By Thomas J. Ryan
Gap Inc. reported disappointing first-quarter results and lowered its full-year guidance as both Gap Brand and Old Navy recorded their weakest quarterly sales in three years. However, Athleta continues to be a winner as Gap officials revealed plans to accelerate the chain’s openings in 2019.
“Athleta continues to be one of North America’s fastest growing athletic brands that is positioned to capture share,” said Arthur Peck, Gap Inc.’s president and CEO, on a conference call with analysts. “Despite unseasonable weather, growth continues to outpace the market by a factor of two. We’re obviously all committed on Athleta, and in 2019, we are accelerating store growth with approximately 25 new stores versus our historical average of 15 to 20 openings per year.”
Athleta added four stores in the current quarter to close with 165. Net store openings were 13 in 2018, 16 in 2017 and 12 in 2016.
Gap opened its first Athleta store in Strawberry Village Shopping Center in Mill Valley, CA, in 2010. Athleta sold its women’s activewear only through its catalog and website when Gap acquired the business in September 2008.
As in prior calls, Peck called out the benefit Athleta is receiving from its sustainability initiatives. Athleta just celebrated its first year as a B Corp with significant progress against goals, including 60 percent of materials now being made from sustainable fibers. Said Peck, “Customers connect with the fundamental ethos of the brand in a way that is difficult to duplicate or replace, and that connection is part of why we’re so bullish on the Athleta opportunity moving forward.”
Teri List-Stoll, EVP and CFO, on the call said that while February was “tough” for Athleta with the cold and rainy weather patterns in that month, sequential improvement was seen in comp trends in the following months with a 12-point comp improvement from February to the combined March-April period.

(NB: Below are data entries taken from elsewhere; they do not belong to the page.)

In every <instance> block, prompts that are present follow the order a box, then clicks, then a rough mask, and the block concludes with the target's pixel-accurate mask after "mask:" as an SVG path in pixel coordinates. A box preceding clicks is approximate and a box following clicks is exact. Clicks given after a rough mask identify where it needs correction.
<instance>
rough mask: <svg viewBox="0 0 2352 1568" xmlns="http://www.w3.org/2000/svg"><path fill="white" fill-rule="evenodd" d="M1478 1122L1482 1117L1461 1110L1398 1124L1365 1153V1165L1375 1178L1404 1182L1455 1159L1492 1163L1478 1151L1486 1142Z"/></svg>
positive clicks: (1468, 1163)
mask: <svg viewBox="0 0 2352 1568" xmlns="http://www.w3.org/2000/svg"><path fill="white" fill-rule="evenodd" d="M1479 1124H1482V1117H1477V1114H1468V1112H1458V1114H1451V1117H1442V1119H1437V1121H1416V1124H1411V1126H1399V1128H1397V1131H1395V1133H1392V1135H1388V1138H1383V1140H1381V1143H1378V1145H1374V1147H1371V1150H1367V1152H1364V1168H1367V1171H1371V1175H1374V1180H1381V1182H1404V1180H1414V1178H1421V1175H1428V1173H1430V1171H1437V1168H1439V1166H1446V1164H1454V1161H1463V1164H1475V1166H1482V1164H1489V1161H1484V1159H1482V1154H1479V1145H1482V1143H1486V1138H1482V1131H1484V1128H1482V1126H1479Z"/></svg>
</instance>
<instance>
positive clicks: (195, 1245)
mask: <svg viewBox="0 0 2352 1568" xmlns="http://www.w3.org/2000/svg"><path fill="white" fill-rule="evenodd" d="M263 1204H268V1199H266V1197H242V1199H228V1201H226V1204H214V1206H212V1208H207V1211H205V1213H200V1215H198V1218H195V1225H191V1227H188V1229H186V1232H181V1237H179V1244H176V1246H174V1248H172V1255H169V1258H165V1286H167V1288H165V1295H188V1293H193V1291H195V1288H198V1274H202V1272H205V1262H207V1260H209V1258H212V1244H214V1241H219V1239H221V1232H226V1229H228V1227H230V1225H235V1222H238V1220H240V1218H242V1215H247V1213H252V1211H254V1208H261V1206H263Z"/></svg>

The swim category was soft and that was largely related to some fit challenges. He said, “The team is evaluating how we can best serve our customers in this challenging category with several in-store test programs that will help us inform strategy for next year.”
List-Stoll added overall on Athleta, “Fundamental brand health remained strong, as evidenced by market share gains, continued customer file growth and strength in other key health metrics such as the average spend per customer and frequency.”
Further asked about the acceleration potential for Athleta in the Q&A session, Peck said Athleta was impacted by the weather trends in the quarter but he insisted the brand’s growth potential is exponential.
“I have zero concerns about the health of Athleta, zero concerns about the health of the brand, zero concerns about customer engagement,” said Peck. “If I had to call something negative out of the macro factors is swim, partly also by weather, but swim was a tougher category this year. And it’s something that we’ll continue to look at. I made some changes to the swim business when I was running Gap Brand, and it can be challenging, but that’s really the place where I’d have to put my finger. I think overall, again, we think Athleta is well-positioned in the space that it’s in. It’s got an incredibly loyal customer, it is truly omni. When you’re dealing with some unprecedented, unusual weather and she is standing on the sidelines for a moment, it is going to impact people. and I think you’ve seen that more broadly. But zero concerns about Athleta and nothing but absolutely bullish in the same way we had been about what their brand has in front of us.”
Companywide, Gap Inc. reduced its outlook for the year as first-quarter earnings and sales came in below expectations. Same-store sales at Old Navy declined for the first time in three years and the Gap brand posted its biggest decline since 2016.
Peck cited a litany of reasons for the disappointing results, including poor weather, slower traffic for stores, lower tax refunds for consumers and a decision to delay some marketing until later in the year.
“While traffic and sales trends improved as we moved through March and April, it was difficult to overcome the extremely slow business that we and others encountered in February,” Peck told analysts.
Among its major chains, same-store sales fell 10 percent at Gap Brand, 1 percent at Old Navy and 3 percent at Banana Republic. Net sales decreased 2.0 percent to $3.7 billion.
Boosted by a gain from the sale of a building, earnings rose to $227 million, or 60 cents a share, from $164 million, or 42 cents, a year ago. Excluding the gain, earnings declined 45.1 percent to $90 million, or 24 cents a share. Analysts expected 32 cents.
The poor results from Gap Brand led to some concerns about the planned spinoff of the Old Navy chain into a separate company.
“Compounding matters, timing couldn’t be more unfavorable, as this degree of slowing business prudently calls into question both the likelihood and valuation of the recently announced Old Navy spin-off,” wrote Wedbush in a note.
Peck said the company is on track to complete the separation in 2020 and a “project management office” has been formed to execute a smooth transition.
In its updated guidance for the year, Gap now expects:
- Net EPS in the range of $2.04 to $2.14, down from previous guidance of $2.11 to $2.26.
- Adjusted EPS in the range of $2.05 to $2.15, down from previous guidance of $2.40 to $2.55.
- Comparable sales to be down low single digits. Previously, comps were expected to come in flat to up slightly.